Мне жаль Себастьяна Ласкера. Он мог бы поступить гораздо лучше.
Мои руки стали липкими, но я стараюсь не обращать внимания на неприятные ощущения. Люди всегда говорят обо мне гадости. Так что же еще нового?
Я пролистываю фотографии, на которых изображены я и Габриэлла, и чуть не роняю бутерброд, когда вижу последнюю. Себастьян и Габриэлла, стоят близко, его голова низко опущена. Они в холле отеля Aylster, и вокруг есть другие люди. Но ракурсы тел Себастьяна и Габриэллы демонстрируют такую близость, которая может быть только у пары, которая уже давно вместе.
Мое хорошее настроение исчезает. Я смотрю на фотографию Себастьяна и Габриэллы, изучая ее в поисках признаков того, что она была сделана несколько месяцев назад. Но нет. Это тот самый узелок Элдреджа.
Должно быть другое объяснение. Папарацци всегда делают фотографии, которые вызовут наибольший ажиотаж. Они обрезают и кадрируют свои объекты так, чтобы люди пришли к самым гнусным выводам.
Возможно, у Себастьяна и Габриэллы была случайная, невинная встреча. Она могла просто поздороваться, и он поздоровался в ответ.
Но маленький голос в моем сердце говорит, что, если бы это было так, они не должны были бы стоять так близко. Они не должны быть в отеле, и их головы не должны быть вместе, как будто они планируют что-то секретное.
Я кладу телефон на стол экраном вниз. Мой взгляд падает на фотографию в рамке, которую прислал Себастьян. Вместо того, чтобы успокоить мои нервы, она лишь вонзает нож в горячую, извивающуюся рану в моей груди.
Родерик часто посылал маме подарки после того, как трахал Гвен. Или, когда он думал, что его могут поймать. Подарки были его способом управлять мамой. А она позволяла цветам и милым мелочам ослепить ее, потому что это было легче, чем столкнуться с болезненной правдой.
Я понимаю, что так и не спросила Себастьяна, пригласил ли он Габриэллу на вечеринку. Или хочет ли он все еще быть с ней. Хотя в самом начале я сказала ему, что не против его отношений с другими женщинами, если он будет осторожен, сейчас я ничего не имею против.
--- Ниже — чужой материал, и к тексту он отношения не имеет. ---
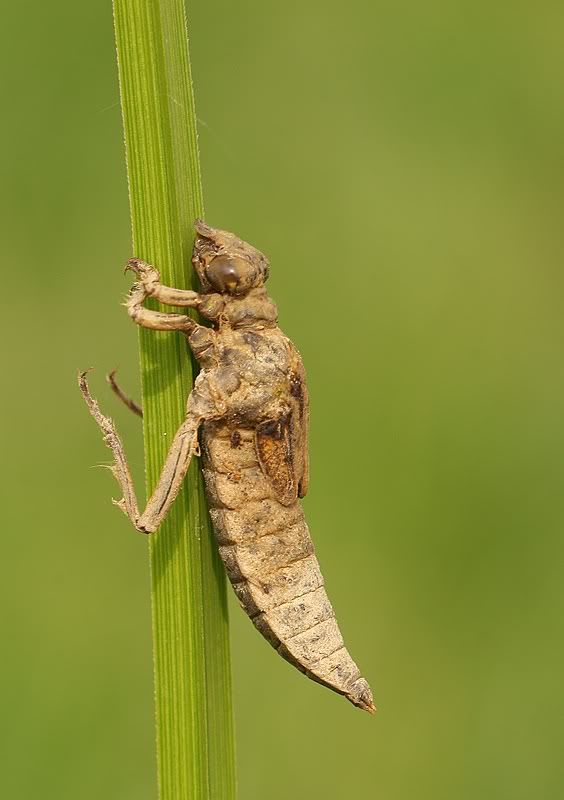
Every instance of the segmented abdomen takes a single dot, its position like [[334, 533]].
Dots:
[[270, 561]]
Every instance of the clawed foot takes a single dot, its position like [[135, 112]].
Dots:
[[148, 276]]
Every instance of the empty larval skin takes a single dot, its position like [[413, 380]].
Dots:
[[248, 416]]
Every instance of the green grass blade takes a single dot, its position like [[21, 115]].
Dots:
[[195, 743]]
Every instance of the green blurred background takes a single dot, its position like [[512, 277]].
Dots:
[[402, 165]]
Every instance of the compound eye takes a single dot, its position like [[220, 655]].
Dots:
[[224, 274]]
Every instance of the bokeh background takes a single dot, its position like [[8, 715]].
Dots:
[[402, 165]]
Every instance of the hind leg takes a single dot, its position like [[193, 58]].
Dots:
[[200, 406]]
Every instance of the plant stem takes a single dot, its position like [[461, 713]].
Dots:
[[195, 744]]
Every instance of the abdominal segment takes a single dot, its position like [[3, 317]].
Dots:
[[270, 561]]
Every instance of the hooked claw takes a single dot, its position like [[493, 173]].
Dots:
[[136, 265], [148, 275]]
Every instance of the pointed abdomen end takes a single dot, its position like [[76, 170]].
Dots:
[[360, 695]]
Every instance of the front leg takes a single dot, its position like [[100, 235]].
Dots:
[[184, 446], [149, 278]]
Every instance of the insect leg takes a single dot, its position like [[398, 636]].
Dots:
[[155, 320], [120, 468], [201, 405], [118, 391], [150, 279]]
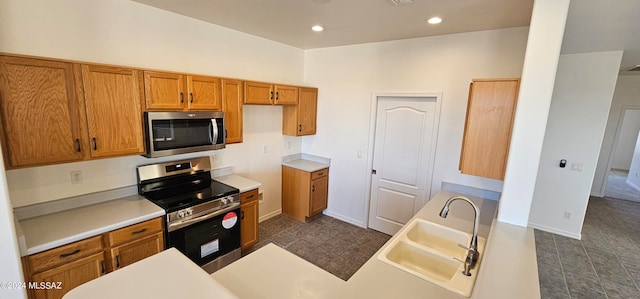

Я должна попытаться отнестись к нему с пониманием. Поспешные выводы были бы несправедливы, особенно когда я знаю, как все может быть, даже с фотографиями. Если только таблоиды не заполонят Интернет фотографиями Себастьяна и Габриэллы, разгуливающих голыми, мне нужно успокоиться и поговорить с ним.
В дверь стучат. Бьянка проскальзывает внутрь.
— Есть минутка?
— Да, — говорю я, радуясь тому, что отвлеклась. — В чем дело?
Ее шаги необычайно тяжелы. Она занимает место перед моим столом, которое ранее занимала Карен. Она не может встретиться с моими глазами.
— Ты заставляешь меня нервничать. Что случилось?
— Я получила письмо от Пак Чул-Су, — я хмурюсь, а она добавляет: — Ну, знаешь, один из наших связных в Hae Min Group".
— Хорошо, — говорю я спокойно, изо всех сил стараясь сделать вид, что в моем желудке нет огромной дыры. — Что он сказал?
— Он сказал, что они рассмотрели наше предложение по запуску, и оно им нравится.
— О, —чувство жжения ослабевает. — Ну, это здорово.
— Хм... Да, — она облизывает губы.
Я держу себя в руках.
— Расскажи мне плохие новости
Это не может быть так ужасно, если им понравилось предложение.
— Я не хочу тебя расстраивать, потому что... Боже, тебе это не нужно, но...
— Просто скажи мне, Бьянка, — говорю я, пытаясь завести ее. Когда она нервничает, она тянет время, прежде чем перейти к делу. Даже если она хочет сказать что-то хорошее, это сводит меня с ума, потому что это вытягивает опасения. Сейчас оно застряло у меня в горле. Если она не выплюнет его в ближайшее время, я, наверное, потеряю сознание.
— Они хотят, чтобы Габриэлла Риччи стала послом бренда для коллаборации с Sebastian Peery.
— Что? — я уставилась на нее на мгновение. Ничего не вычисляется, и, наконец, мой мозг сдается.
— Это была и моя реакция тоже, — она проводит рукой по подбородку. — Но они серьезно. Очевидно, она очень популярна в Корее.
Возбуждение бурлит в моем нутре. Теперь я жалею, что ничего не ела на обед.